With a few exceptions, `markdown.markdownFromFile` accepts the same options as
`markdown.markdown`. It does **not** accept a `text` (or Unicode) string.
Instead, it accepts the following required options:

__input__{: #input } (required)

:   The source text file.

    `input` may be set to one of three options:

    * a string which contains a path to a readable file on the file system,
    * a readable file-like object,
    * or `None` (default) which will read from `stdin`.

__output__{: #output }

:   The target which output is written to.

    `output` may be set to one of three options:

    * a string which contains a path to a writable file on the file system,
    * a writable file-like object,
    * or `None` (default) which will write to `stdout`.

__encoding__{: #encoding }

:   The encoding of the source text file.

    Defaults to `"utf-8"`. The same encoding will always be used for input and output.
    The `xmlcharrefreplace` error handler is used when encoding the output.

    !!! Note
        This is the only place that decoding and encoding of Unicode
        takes place in Python-Markdown. If this rather naive solution does not
        meet your specific needs, it is suggested that you write your own code
        to handle your encoding/decoding needs.

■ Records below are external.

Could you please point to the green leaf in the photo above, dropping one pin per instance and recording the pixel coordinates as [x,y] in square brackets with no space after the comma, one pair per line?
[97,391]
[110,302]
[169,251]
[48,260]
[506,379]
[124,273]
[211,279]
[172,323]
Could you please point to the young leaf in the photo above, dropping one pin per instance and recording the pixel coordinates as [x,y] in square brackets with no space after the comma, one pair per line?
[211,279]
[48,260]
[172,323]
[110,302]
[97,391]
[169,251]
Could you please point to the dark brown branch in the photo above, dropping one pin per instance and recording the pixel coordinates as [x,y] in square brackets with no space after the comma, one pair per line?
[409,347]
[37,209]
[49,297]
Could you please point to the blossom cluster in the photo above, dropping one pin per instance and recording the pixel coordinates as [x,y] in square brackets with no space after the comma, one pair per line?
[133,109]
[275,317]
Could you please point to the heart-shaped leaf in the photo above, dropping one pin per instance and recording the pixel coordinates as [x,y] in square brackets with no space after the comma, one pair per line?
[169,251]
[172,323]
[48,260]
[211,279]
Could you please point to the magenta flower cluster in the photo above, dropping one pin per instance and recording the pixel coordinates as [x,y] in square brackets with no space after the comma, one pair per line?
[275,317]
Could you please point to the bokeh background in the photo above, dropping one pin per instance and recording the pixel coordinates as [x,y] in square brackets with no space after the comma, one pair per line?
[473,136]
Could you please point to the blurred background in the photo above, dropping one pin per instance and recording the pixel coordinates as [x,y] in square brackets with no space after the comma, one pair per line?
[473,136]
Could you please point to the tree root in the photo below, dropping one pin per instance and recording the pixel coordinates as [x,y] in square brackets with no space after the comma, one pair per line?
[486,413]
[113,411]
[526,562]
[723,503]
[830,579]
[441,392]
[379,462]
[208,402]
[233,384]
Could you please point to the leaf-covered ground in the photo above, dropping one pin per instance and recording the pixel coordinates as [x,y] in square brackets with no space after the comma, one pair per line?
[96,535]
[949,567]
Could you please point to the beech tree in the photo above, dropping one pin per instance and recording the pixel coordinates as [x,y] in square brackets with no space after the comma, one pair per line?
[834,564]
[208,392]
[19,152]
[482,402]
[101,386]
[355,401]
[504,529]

### markdown.Markdown([**kwargs]) {: #Markdown }

The same options are available when initializing the `markdown.Markdown` class
as on the [`markdown.markdown`](#markdown) function, except that the class does
**not** accept a source text string on initialization. Rather, the source text
string must be passed to one of two instance methods:

#### Markdown.convert(source) {: #convert }

The `source` text must meet the same requirements as the [`text`](#text)
argument of the [`markdown.markdown`](#markdown) function.

You should also use this method if you want to process multiple strings
without creating a new instance of the class for each string.

```python
md = markdown.Markdown()
html1 = md.convert(text1)
html2 = md.convert(text2)
```

Depending on which options and/or extensions are being used, the parser may
need its state reset between each call to `convert`, otherwise performance
can degrade drastically:

```python
html1 = md.convert(text1)
md.reset()
html2 = md.convert(text2)
```

To make this easier, you can also chain calls to `reset` together:

```python
html3 = md.reset().convert(text3)
```

#### Markdown.convertFile(**kwargs) {: #convertFile }

The arguments of this method are identical to the arguments of the same
name on the `markdown.markdownFromFile` function ([`input`](#input),
[`output`](#output), and [`encoding`](#encoding)). As with the
[`convert`](#convert) method, this method should be used to
process multiple files without creating a new instance of the class for
each document. State may need to be `reset` between each call to
`convertFile` as is the case with `convert`.